La ciudad estaba rebosante de obras y mejoras por todas partes aunque hubieran males que se solían esconder bajo la alfombra o se desplazaban a otras partes del área metropolitana. Era esa la Barcelona preolímpica.
El barrio se había convertido en una enorme obra de construcción. Palets de adoquines amontonándose en los espacios entre edificios del barrio, sacos de cemento, haces varillas de acero, zunchos, contenedores para la runa donde se solían ver materiales de lo más diverso,... y las habituales jeringuillas, excrementos humanos en los rincones y recovecos que se hacían entre las casetas de los obreros y los materiales. Cemento y más cemento para tapar la miseria, para dar un bonito color gris a tanta negrura de almas de barrio obrero de la post-transición. Precariedad, abandono social, miedo... peligro. Mucho peligro en unas obras de construcción que hoy en día serían de denuncia a Inspección de Trabajo pero en aquellos años era lo que había; la construcción era un oficio duro y peligroso. Como peligroso era dejar esos materiales para que los niños del barrio los tomáramos como juguetes; por que a un niño cualquier cosa le puede parecer un juguete: la imaginación no tiene límites.
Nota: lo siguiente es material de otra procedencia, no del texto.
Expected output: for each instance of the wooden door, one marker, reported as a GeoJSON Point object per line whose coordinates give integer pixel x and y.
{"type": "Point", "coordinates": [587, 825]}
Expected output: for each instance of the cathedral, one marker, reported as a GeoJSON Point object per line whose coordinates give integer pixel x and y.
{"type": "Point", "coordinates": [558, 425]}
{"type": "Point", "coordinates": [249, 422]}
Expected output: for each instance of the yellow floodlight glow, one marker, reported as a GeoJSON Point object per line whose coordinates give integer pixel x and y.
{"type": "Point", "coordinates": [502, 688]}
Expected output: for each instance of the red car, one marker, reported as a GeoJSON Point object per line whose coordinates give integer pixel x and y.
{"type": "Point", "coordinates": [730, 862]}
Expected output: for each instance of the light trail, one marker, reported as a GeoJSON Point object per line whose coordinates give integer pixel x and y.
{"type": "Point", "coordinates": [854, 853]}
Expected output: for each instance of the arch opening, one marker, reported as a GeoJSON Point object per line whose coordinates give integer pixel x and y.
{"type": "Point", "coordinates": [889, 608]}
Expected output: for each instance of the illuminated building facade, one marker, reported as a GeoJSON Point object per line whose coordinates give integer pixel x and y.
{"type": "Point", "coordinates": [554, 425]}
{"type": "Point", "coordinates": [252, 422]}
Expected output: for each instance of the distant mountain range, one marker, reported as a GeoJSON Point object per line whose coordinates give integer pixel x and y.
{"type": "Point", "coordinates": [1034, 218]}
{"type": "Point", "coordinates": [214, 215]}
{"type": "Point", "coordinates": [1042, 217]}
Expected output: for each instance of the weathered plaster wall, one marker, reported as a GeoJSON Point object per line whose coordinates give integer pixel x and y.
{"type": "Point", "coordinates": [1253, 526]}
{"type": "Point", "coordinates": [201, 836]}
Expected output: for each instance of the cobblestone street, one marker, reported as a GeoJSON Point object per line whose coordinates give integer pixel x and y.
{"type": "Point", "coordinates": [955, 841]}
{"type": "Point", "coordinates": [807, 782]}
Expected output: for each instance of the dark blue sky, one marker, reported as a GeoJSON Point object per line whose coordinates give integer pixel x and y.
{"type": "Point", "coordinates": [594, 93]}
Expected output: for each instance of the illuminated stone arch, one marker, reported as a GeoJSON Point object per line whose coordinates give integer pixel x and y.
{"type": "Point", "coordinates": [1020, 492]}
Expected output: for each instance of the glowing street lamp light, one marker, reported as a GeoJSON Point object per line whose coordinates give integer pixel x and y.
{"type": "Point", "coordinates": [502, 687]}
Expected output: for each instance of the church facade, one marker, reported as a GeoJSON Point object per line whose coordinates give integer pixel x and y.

Y entre todo ello... el recuerdo de una bruja.
Aunque pasaran unas eternas 3 semanas del episodio de nuestra pérdida de virginidad parapsicológica, para unos niños pudieran parecer años, pero habían cosas que no las olvidábamos tan fácilmente. Cuando hay un miedo sobrenatural que te acecha la mente de día y de noche, cuando la pesadilla es en vigilia más que en sueño. Pero éramos niños, y como niños teníamos que desarrollar nuestras habilidades sociales y nuestra musculatura jugando. La pandilla se reunió.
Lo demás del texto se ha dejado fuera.